Detection engineering is an essential discipline for identifying and mitigating threats relevant to an organization. It involves understanding these threats in depth and developing reliable strategies for detection. While there’s no standardized process, detection engineering typically includes phases such as ideation, research, gathering requirements, development, testing and deployment, and maintenance.

The Lifecycle of Detection Engineering

  1. Ideation: Identifying relevant attack techniques for your organization.
  2. Research: Understanding how an attack works and the logs it generates.
  3. Gathering Requirements: Determining the necessary logs and visibility for implementing a detection.
  4. Development: Creating a concrete strategy and crafting detection rules.
  5. Testing and Deployment: Ensuring the rules work as expected with minimal false positives or negatives.
  6. Maintenance: Continuously monitoring and adjusting the detection rules.

Challenges and Solutions in Detection Engineering

The process involves multiple complex elements, such as log collection, centralization, parsing, indexing, and aggregation. A common challenge is to ensure the proper configuration and functioning of these elements, from log delivery to correct rule behavior.

Using Threatest for End-to-End Testing

Threatest is a CLI and Go framework that aids in writing end-to-end tests for threat detection rules. It allows the definition of test scenarios, detonation of attack techniques, and verification of expected alerts using the Datadog API. Threatest can run both as a CLI and programmatically, providing a robust way to ensure your detection mechanisms are functioning correctly.

Python Sample for Fetching and Analyzing Datadog Logs

Here’s a basic Python example for fetching and analyzing logs from Datadog:

from datadog_api_client.v1 import ApiClient, ApiException, Configuration
from datadog_api_client.v1.api import logs_api
from datadog_api_client.v1.models import *
from datetime import datetime, timedelta
import pytz

# Calculate time range
now = datetime.now(pytz.UTC)
fifteen_minutes_ago = now - timedelta(minutes=15)

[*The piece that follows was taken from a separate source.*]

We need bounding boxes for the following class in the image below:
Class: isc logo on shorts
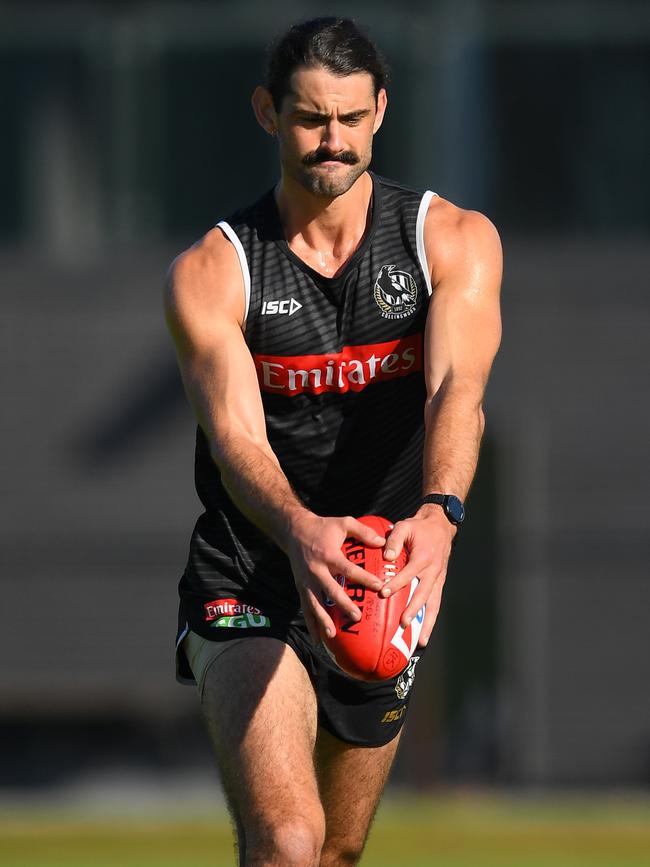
[381,706,406,724]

# Format times in ISO 8601 format
time_from = fifteen_minutes_ago.isoformat()
time_to = now.isoformat()

# Datadog API configuration
configuration = Configuration()
configuration.api_key['apiKey'] = 'YOUR_API_KEY'
configuration.api_key['appKey'] = 'YOUR_APP_KEY'

with ApiClient(configuration) as api_client:
    api_instance = logs_api.LogsApi(api_client)
    body = LogsListRequest(
        index="main",
        query="status:error",
        sort=LogsSort.TIME_DESCENDING,
        time=LogsListRequestTime(
            _from=time_from,
            to=time_to
        )
    )

    try:
        # Fetch logs
        api_response = api_instance.list_logs(body=body)
        logs = api_response.data

        # Detection logic
        for log in logs:
            if "specific_keyword" in log.content:
                print("Detection: ", log.content)

    except ApiException as e:
        print("Exception when calling LogsApi->list_logs: %s\n" % e)

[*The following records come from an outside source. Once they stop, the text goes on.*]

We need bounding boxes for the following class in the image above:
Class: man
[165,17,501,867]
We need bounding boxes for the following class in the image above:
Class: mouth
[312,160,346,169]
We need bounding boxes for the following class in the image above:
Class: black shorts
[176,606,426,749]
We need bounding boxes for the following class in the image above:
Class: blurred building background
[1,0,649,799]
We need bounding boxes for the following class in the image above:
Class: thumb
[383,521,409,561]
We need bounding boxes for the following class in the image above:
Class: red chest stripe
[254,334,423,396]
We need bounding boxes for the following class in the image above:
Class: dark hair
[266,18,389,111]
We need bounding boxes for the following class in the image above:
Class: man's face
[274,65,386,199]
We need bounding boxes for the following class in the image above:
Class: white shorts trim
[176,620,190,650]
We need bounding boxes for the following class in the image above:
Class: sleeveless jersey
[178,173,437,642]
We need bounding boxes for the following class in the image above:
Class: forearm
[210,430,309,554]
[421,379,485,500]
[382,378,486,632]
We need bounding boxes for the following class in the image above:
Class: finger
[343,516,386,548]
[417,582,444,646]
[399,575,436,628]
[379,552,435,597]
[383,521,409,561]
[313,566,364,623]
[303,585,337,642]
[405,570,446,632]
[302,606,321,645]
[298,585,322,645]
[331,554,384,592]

Replace ‘YOUR_API_KEY’, ‘YOUR_APP_KEY’, and ‘specific_keyword’ with your actual Datadog API key, application key, and the keyword you’re monitoring in the logs.

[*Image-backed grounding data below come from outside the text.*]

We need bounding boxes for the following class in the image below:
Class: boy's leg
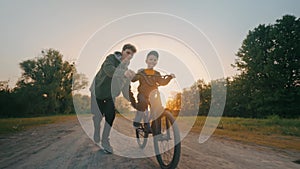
[92,94,102,143]
[133,110,144,128]
[100,98,115,153]
[133,93,148,128]
[143,109,152,132]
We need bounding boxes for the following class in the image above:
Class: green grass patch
[190,116,300,151]
[220,116,300,136]
[0,115,77,135]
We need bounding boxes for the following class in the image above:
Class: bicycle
[134,74,181,169]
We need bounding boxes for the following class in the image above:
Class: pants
[136,93,149,112]
[91,93,116,141]
[133,109,150,123]
[134,93,150,124]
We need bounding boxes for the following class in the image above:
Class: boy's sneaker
[101,139,113,153]
[133,122,142,129]
[93,130,100,143]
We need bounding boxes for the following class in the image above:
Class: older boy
[90,44,137,153]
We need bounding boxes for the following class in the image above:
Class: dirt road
[0,116,299,169]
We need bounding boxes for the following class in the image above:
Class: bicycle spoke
[154,110,181,169]
[157,116,175,165]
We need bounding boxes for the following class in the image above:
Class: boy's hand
[124,69,136,79]
[170,73,176,78]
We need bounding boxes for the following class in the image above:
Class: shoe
[133,122,142,128]
[101,139,113,153]
[94,130,100,143]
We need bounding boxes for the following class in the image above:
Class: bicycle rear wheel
[153,110,181,169]
[135,123,149,148]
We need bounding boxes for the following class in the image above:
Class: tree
[0,80,14,117]
[233,15,300,118]
[224,76,252,117]
[177,80,202,116]
[166,92,181,116]
[0,80,9,92]
[115,96,132,115]
[73,94,91,114]
[198,79,211,116]
[166,79,212,116]
[15,49,88,116]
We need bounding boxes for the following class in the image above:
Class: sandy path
[0,116,299,169]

Real-World Applications and Examples

Google Cloud Threat Detection

Security analysts can design detections for behaviors like the anomalous creation of GPU-based VMs, indicative of activities such as cryptomining. Using Google Cloud audit logs, one can validate and detect suspicious activities, including service account misuse or the creation of unusual resources.

AWS CloudTrail Analysis

Understanding common enumeration techniques used by attackers in AWS environments is crucial. By analyzing CloudTrail logs, one can identify patterns like the creation of IAM users or security groups, or instances attempting to create IAM users. Datadog provides several high-confidence detections for these activities, which can be implemented using CloudTrail SQL.

How Datadog Can Help

Datadog’s Cloud SIEM includes several detection rules that help in identifying malicious activities encountered during threat hunting in AWS environments. These rules cover a range of activities, from IAM user creation to the identification of Tor client IP addresses within the AWS environment.

Conclusion

Detection engineering is a dynamic and crucial field in cybersecurity. Tools like Threatest, along with Datadog’s Cloud SIEM, provide powerful means to develop, test, and maintain detection rules, ensuring robust security for your organization.

References

By leveraging these tools and methodologies, you can effectively start and refine your journey in detection engineering with Datadog, ensuring a robust defense against evolving cybersecurity threats.